Last Friday, the Data Protection Regulation faced a tough challenge; at the Council of Ministers, two influential lawyers advising the Council and the Commission had a public disagreement which exposed two fundamentally different opinions. The unexpected (and late) disagreement was over whether the one-stop shop was lawful.
Two years after the proposal was first suggested by the Commission, leading legal services counsel for the Council of Ministers lobbed a hand-grenade into the discussions: he labelled the one-stop shop as being a “very bad outcome” for data subjects and likely to breach the human rights of European citizens.
By contrast, legal counsel for the Commission said there wasn’t a problem; Ms Reding then added that the solutions offered by the legal services counsel for the Council of Ministers should be rejected as being contrary to the agreements already made at the political level.
So there you have it – two diverse heavyweight legal opinions on an important part of the Regulation, laid out before Ministers, in a public arena, for anybody to watch (see references). Not a happy sight unless you like blood-sports.
The result is that the whole Regulation show is delayed until at least January, when the Greek Presidency might organise political discussions on the “one-stop shop” proposals. Ms Reding at her press conference said she “hoped” there might be agreement, but I must add, the use of the word “hope” did not carry much conviction of “hope being realised”.
In other words, there is a prospect that the current legal stalemate might not be resolved and that, if the Council of Minister's lawyer is proved correct, his opinion might scupper the whole process.
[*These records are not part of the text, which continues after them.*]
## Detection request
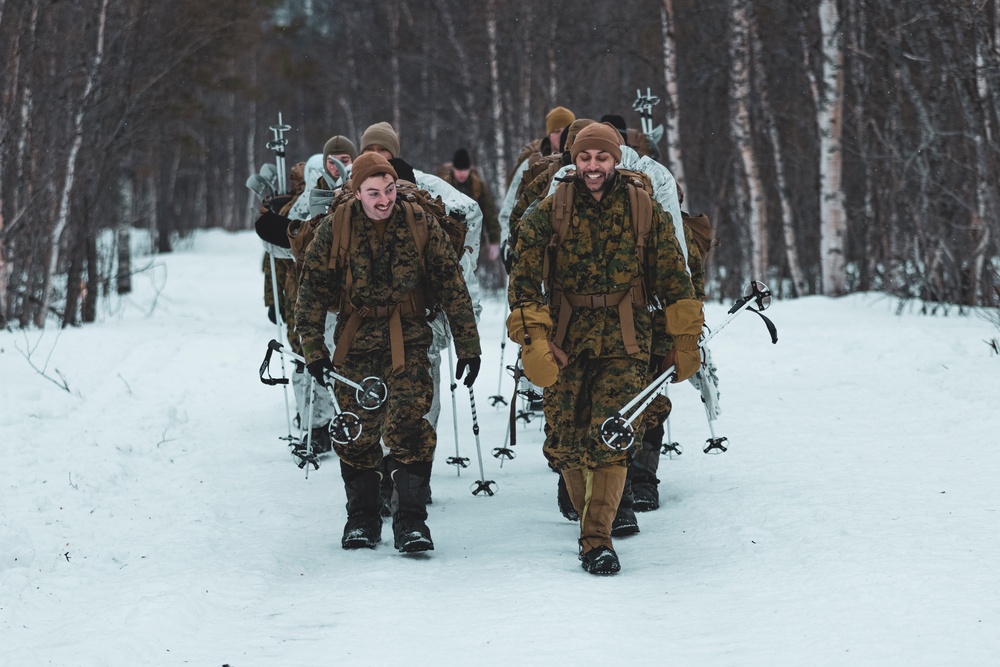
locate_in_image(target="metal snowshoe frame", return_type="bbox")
[600,280,777,452]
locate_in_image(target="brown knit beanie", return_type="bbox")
[570,122,624,162]
[359,121,401,158]
[323,135,357,161]
[545,106,576,135]
[350,152,398,189]
[563,118,596,154]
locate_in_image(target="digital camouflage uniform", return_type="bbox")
[508,173,695,471]
[295,198,481,470]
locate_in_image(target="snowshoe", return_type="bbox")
[580,545,621,575]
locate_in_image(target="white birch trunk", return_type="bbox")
[39,0,109,326]
[660,0,686,187]
[487,0,507,197]
[729,0,766,282]
[818,0,847,295]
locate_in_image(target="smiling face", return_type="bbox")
[574,148,616,196]
[357,173,397,221]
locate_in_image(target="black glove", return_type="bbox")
[456,355,481,387]
[265,194,294,215]
[306,358,335,387]
[267,304,277,324]
[501,242,513,274]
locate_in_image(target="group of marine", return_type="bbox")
[252,105,717,575]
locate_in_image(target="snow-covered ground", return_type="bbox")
[2,229,998,666]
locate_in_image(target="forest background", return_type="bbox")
[1,0,998,329]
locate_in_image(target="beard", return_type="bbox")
[578,168,614,193]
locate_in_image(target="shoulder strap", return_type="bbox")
[543,181,575,292]
[626,179,653,267]
[401,200,429,267]
[329,202,353,271]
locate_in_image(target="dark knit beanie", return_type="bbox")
[599,114,628,136]
[359,122,401,158]
[570,122,624,162]
[351,152,398,189]
[452,148,471,170]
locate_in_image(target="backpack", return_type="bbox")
[508,138,543,186]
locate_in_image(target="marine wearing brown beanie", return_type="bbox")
[359,122,401,158]
[545,106,576,135]
[569,122,624,163]
[350,152,398,189]
[563,118,596,154]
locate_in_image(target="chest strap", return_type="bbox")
[551,277,646,355]
[333,290,425,374]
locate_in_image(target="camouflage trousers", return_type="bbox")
[332,343,436,470]
[542,351,650,470]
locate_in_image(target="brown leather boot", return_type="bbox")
[578,466,627,575]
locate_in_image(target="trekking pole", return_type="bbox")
[266,255,296,447]
[661,384,683,457]
[445,346,469,474]
[293,378,319,475]
[632,87,663,146]
[267,112,291,195]
[492,362,520,464]
[600,281,776,451]
[489,315,508,407]
[260,339,388,409]
[467,387,497,496]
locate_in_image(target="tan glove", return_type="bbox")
[664,299,705,383]
[507,304,559,388]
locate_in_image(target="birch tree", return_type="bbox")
[660,0,686,187]
[729,0,767,282]
[818,0,847,295]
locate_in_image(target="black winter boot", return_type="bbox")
[632,427,663,512]
[311,425,333,454]
[340,461,383,549]
[389,460,434,553]
[580,544,621,575]
[557,473,579,521]
[611,476,640,537]
[378,458,394,518]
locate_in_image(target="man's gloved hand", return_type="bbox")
[664,299,705,383]
[306,357,335,387]
[456,355,481,387]
[507,304,559,388]
[267,304,277,324]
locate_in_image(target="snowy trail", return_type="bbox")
[2,230,999,666]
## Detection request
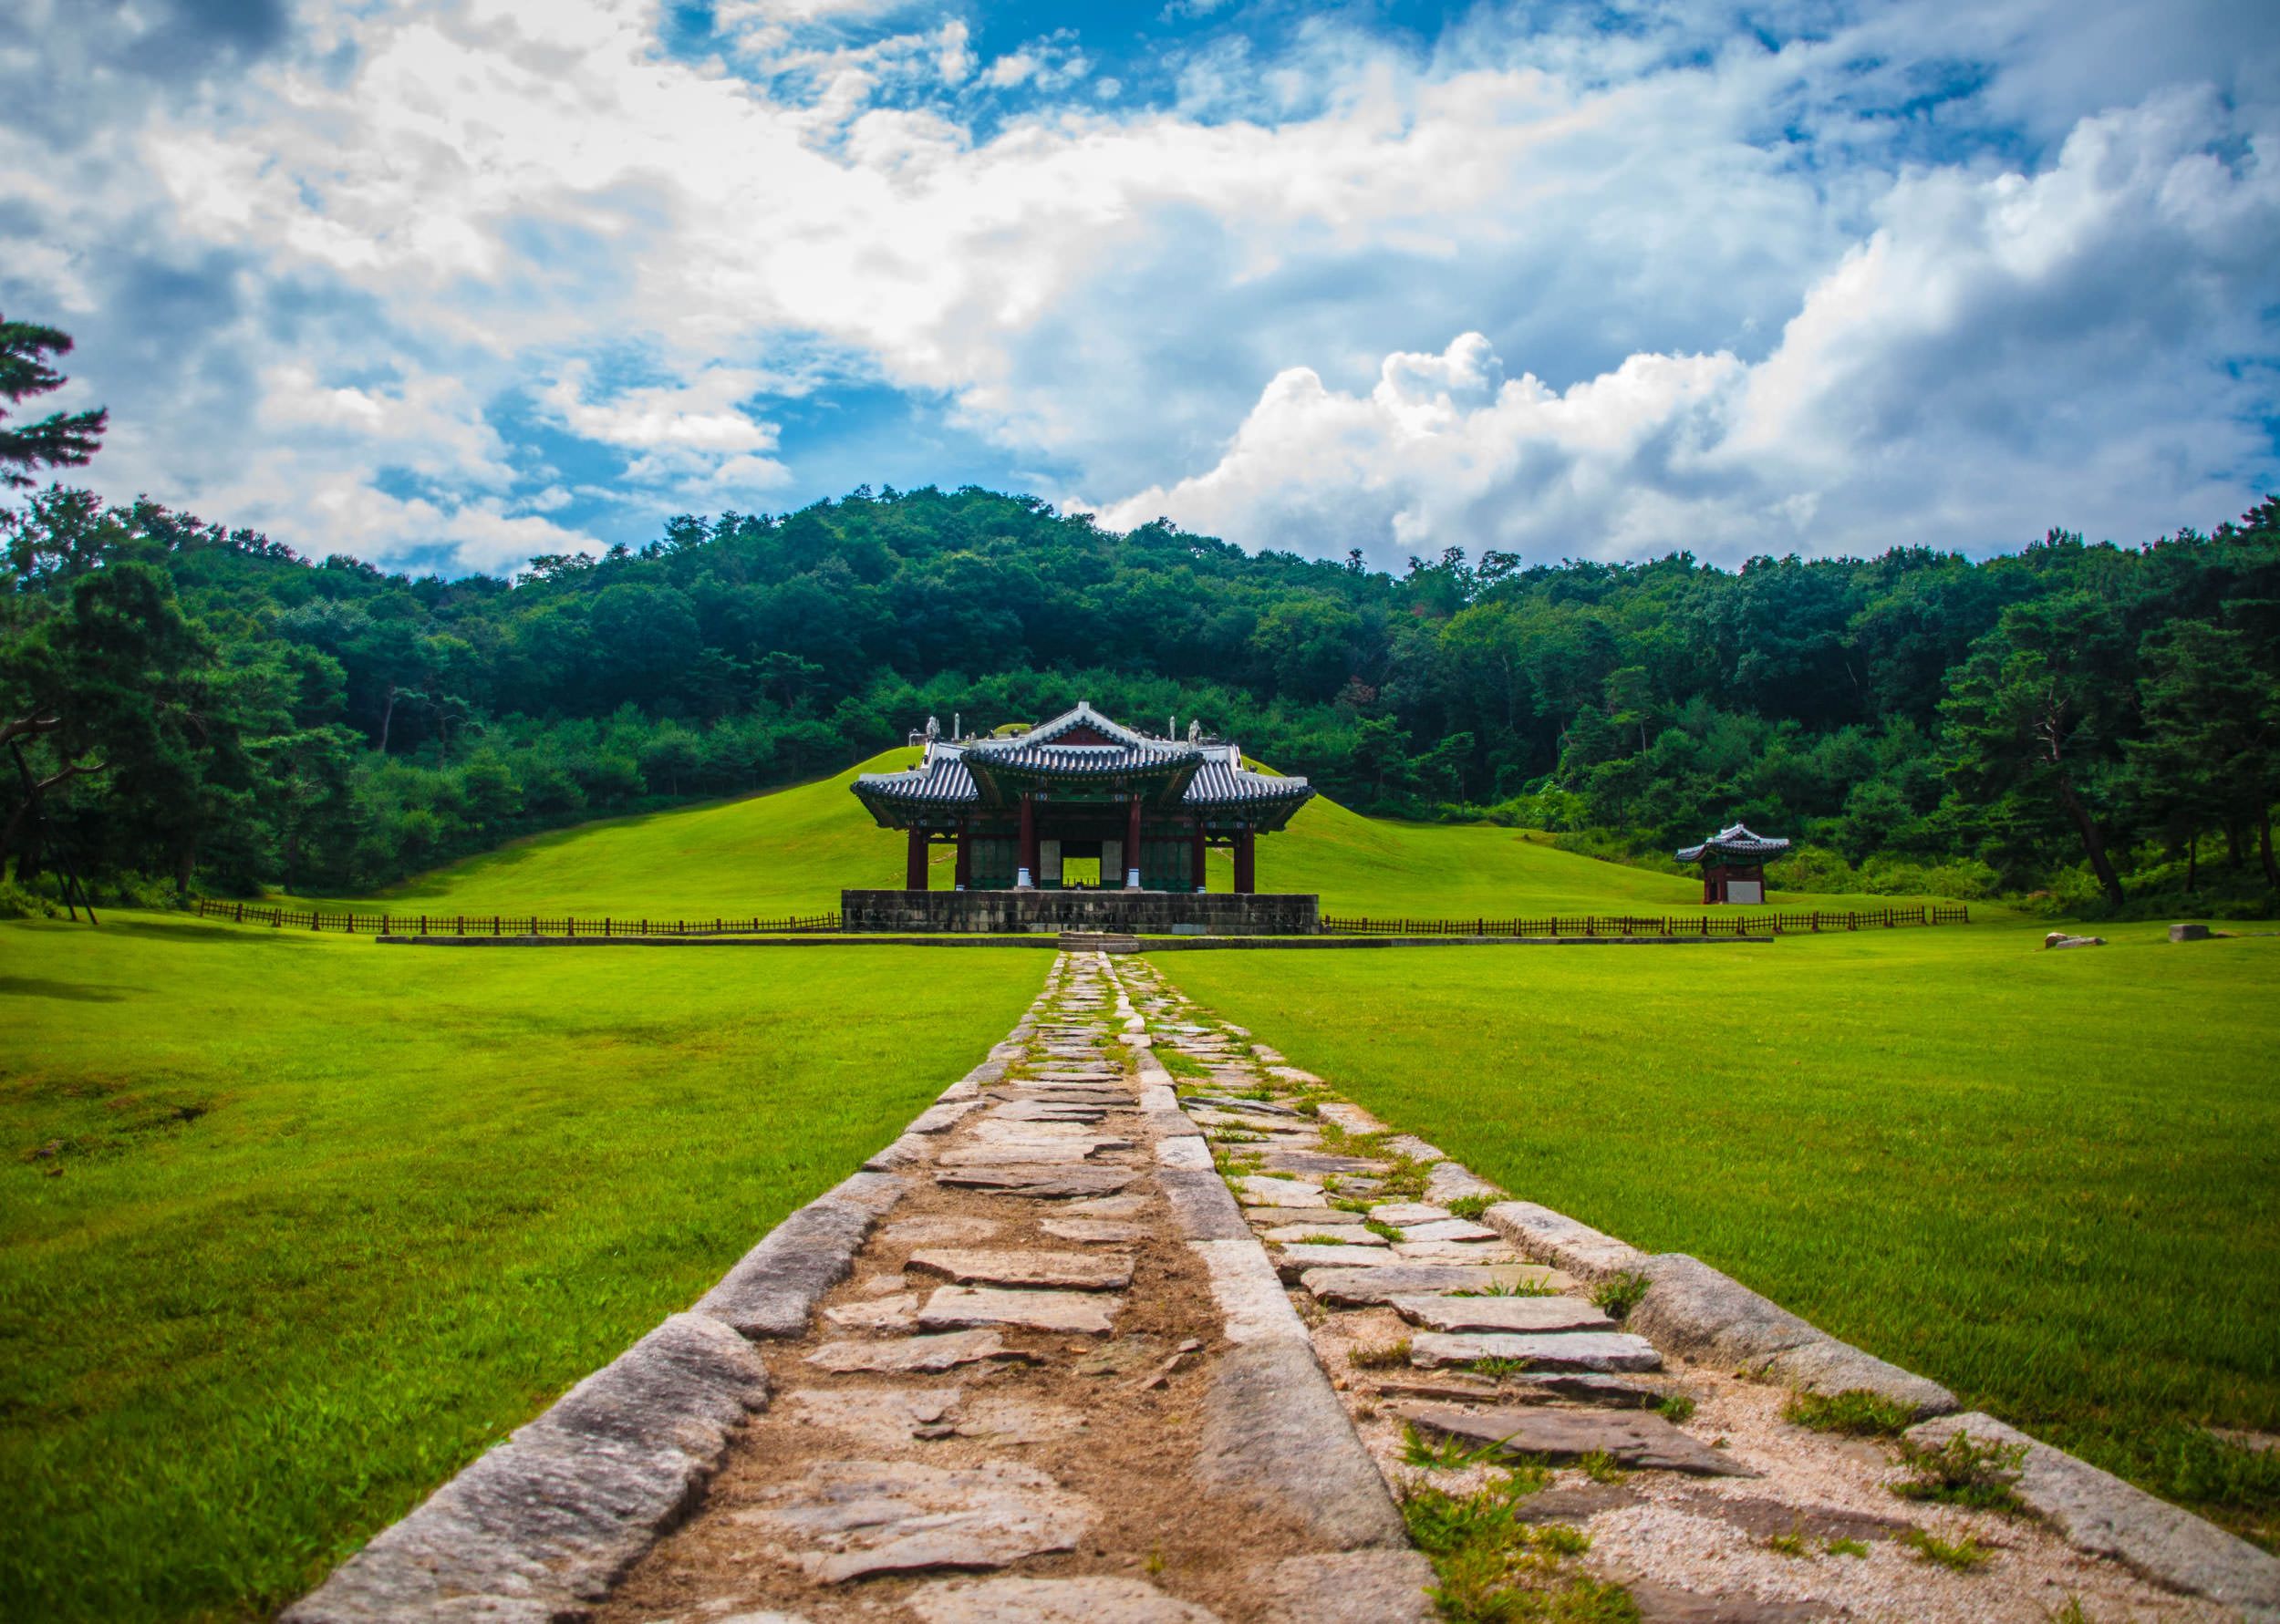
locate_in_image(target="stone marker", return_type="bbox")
[1396,1403,1756,1476]
[917,1286,1123,1335]
[907,1248,1135,1290]
[806,1329,1021,1374]
[1409,1329,1662,1372]
[736,1458,1094,1582]
[2170,922,2213,942]
[1388,1294,1614,1334]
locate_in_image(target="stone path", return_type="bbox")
[588,953,2254,1624]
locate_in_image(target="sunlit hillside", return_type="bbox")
[305,750,1943,917]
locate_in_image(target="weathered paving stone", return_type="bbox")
[734,1459,1094,1583]
[1620,1577,1836,1622]
[1366,1371,1667,1408]
[1041,1217,1151,1244]
[805,1329,1024,1374]
[1397,1402,1756,1476]
[1388,1294,1615,1334]
[934,1165,1137,1197]
[1301,1264,1567,1306]
[1188,1094,1303,1118]
[907,1248,1135,1290]
[1392,1239,1522,1264]
[1260,1150,1384,1175]
[906,1575,1221,1622]
[1367,1203,1452,1226]
[948,1393,1087,1445]
[917,1286,1123,1335]
[1409,1329,1663,1372]
[1234,1175,1326,1207]
[1246,1204,1367,1228]
[782,1385,959,1446]
[885,1215,1002,1245]
[988,1100,1109,1122]
[938,1139,1127,1166]
[1261,1224,1388,1246]
[1253,1550,1437,1624]
[1061,1192,1151,1218]
[822,1293,919,1331]
[1273,1244,1405,1281]
[1395,1218,1500,1244]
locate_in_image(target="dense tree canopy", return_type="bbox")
[5,476,2275,915]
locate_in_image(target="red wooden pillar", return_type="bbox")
[1017,792,1038,888]
[906,828,928,892]
[1234,825,1256,894]
[1124,794,1143,888]
[954,825,972,891]
[1190,822,1207,894]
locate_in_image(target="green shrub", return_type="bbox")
[1892,1432,2029,1513]
[1590,1271,1650,1320]
[1782,1389,1916,1437]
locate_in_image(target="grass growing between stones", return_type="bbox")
[0,915,1043,1623]
[1398,1475,1639,1623]
[1160,920,2280,1548]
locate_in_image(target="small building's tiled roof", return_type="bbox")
[855,752,979,805]
[967,738,1198,775]
[1677,822,1790,864]
[1189,756,1311,805]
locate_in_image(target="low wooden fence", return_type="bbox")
[1319,905,1969,937]
[192,900,842,936]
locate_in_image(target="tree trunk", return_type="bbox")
[4,798,35,884]
[2186,832,2197,893]
[379,688,398,755]
[174,840,195,902]
[2225,821,2244,867]
[2054,771,2125,908]
[2262,806,2278,891]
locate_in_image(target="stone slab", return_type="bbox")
[1369,1203,1453,1226]
[907,1576,1221,1622]
[1249,1204,1367,1227]
[1261,1224,1388,1246]
[822,1294,918,1331]
[1199,1338,1412,1551]
[736,1458,1093,1583]
[917,1287,1122,1335]
[1409,1330,1663,1372]
[1061,1193,1151,1218]
[1424,1161,1501,1205]
[935,1165,1137,1198]
[1156,1135,1215,1170]
[1369,1371,1665,1409]
[1041,1218,1151,1244]
[1399,1218,1500,1244]
[938,1141,1124,1166]
[1391,1240,1520,1265]
[806,1329,1021,1374]
[1910,1412,2280,1619]
[1253,1550,1436,1624]
[1389,1294,1614,1334]
[885,1215,1003,1245]
[1301,1265,1566,1306]
[1274,1244,1403,1282]
[1395,1403,1756,1477]
[1234,1175,1326,1207]
[907,1248,1135,1291]
[1260,1151,1384,1175]
[988,1100,1109,1122]
[1158,1168,1254,1242]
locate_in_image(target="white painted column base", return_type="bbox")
[1126,869,1142,889]
[1015,869,1034,889]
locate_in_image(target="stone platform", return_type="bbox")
[841,888,1318,936]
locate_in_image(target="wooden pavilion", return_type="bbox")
[853,702,1313,893]
[1676,822,1790,905]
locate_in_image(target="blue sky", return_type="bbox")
[5,0,2277,574]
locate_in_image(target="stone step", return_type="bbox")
[935,1164,1139,1197]
[1388,1294,1614,1334]
[917,1286,1123,1335]
[1300,1264,1570,1306]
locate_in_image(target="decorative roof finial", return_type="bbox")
[924,715,940,741]
[1187,719,1202,744]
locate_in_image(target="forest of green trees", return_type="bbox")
[5,318,2277,915]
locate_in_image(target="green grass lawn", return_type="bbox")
[1162,919,2280,1547]
[296,748,1934,918]
[0,916,1043,1623]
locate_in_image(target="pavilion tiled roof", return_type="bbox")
[851,702,1313,820]
[1676,822,1791,864]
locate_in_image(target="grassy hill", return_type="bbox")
[311,750,1936,917]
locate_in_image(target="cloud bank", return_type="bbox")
[2,0,2275,572]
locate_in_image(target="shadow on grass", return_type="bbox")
[0,977,138,1002]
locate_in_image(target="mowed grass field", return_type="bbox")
[296,747,1936,918]
[1163,921,2280,1546]
[0,917,1044,1623]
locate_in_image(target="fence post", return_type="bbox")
[493,915,501,936]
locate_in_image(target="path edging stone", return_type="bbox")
[1910,1412,2280,1622]
[690,1168,909,1338]
[280,1312,767,1624]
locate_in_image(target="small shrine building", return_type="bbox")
[851,702,1314,895]
[1676,822,1790,905]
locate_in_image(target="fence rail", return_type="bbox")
[192,900,843,936]
[1318,905,1969,937]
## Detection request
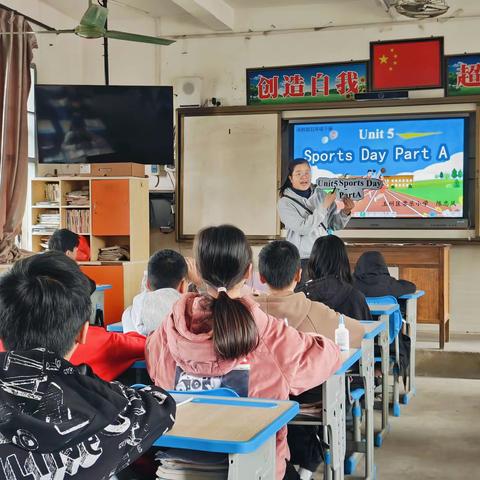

Not unsurprisingly, the UK (which is not a fan of the prescriptive nature of the Regulation) helpfully suggested that the delay should be until March 31st, to give time for the legal position to be clarified; as I said before, I suspect the UK “hopes” the Regulation will disappear.
Note that those countries opposing the Regulation for whatever reason had no need to expend any ammunition; with lawyers going head to head like this, they could safely keep their powder dry.
Legal services counsel for the Council of Ministers said that the "one-stop shop" was designed for data controllers at the expense of data subjects whose fundamental rights will be affected as they would have to overcome a “three-stop shop” if they were to exercise their rights. This, the legal services counsel concluded, would not be acceptable on human rights grounds (Article 6; accessibility to the Courts).
Legal counsel for the Council raised the issue of a data subject dealing with a problem with a in another jurisdiction. He argued that these three stops means that data subjects:
(a) had first to approach the Data Protection Authority in the home country and an Authority that did not have any jurisdiction or competence in the matter; with luck the Authority could help the data subject by passing details to the Authority in the data controller's main establishment.
(b) had secondly to approach the Data Protection Authority and courts of the territory of the main establishment jurisdiction. Human Rights case-law on Article 6 shows that the ECHR “would not approve of this” because the data subject might have to deal with unfamiliar court processes in a foreign language. The data subject would have to expend “disproportionate” resources protecting their rights and therefore would be “put off” from exercising rights; it followed that there was no effective judicial remedy as promised by the Regulation.
(c) The court of the country of origin of the data subject could be bound by a decision made in the county of the main establishment; this could lead to “conflicts of jurisdiction which would be “disastrous” for the administration of justice.
In addition, the one-stop shop would encourage “forum shopping” where large multinationals could establish themselves with a country that has a weak regulator (not unlike Facebook, Google, Yahoo etc and Eire). Much better to have a pan-European data protection authority (strong enough to take such large data controllers) looking at trans-border disputes which could then be subject to rulings from the European Court of Justice. (At the meeting, Ms, Reding said that the Commission was not seeking to establish such an authority).
By contrast, the leading lawyer for the Commission said there was no legal problem. This is because the case suggested, in practice, was very narrow; a data subject seeking judicial review of a decision of the main data protection authority in a foreign jurisdiction. This, the Commission’s lawyer explained, was the case in other EU laws. In addition, the domestic courts in the data subject's jursidiction could offer redress and therefore there was no conflict in jurisdictions nor unpredictable results that would trouble the European Court of Human Rights.
So there you have it. Clock ticking. Regulation stalled. Political agreement stalled. Leading lawyers fighting like ferrets in a sack. Don’t hold your breath.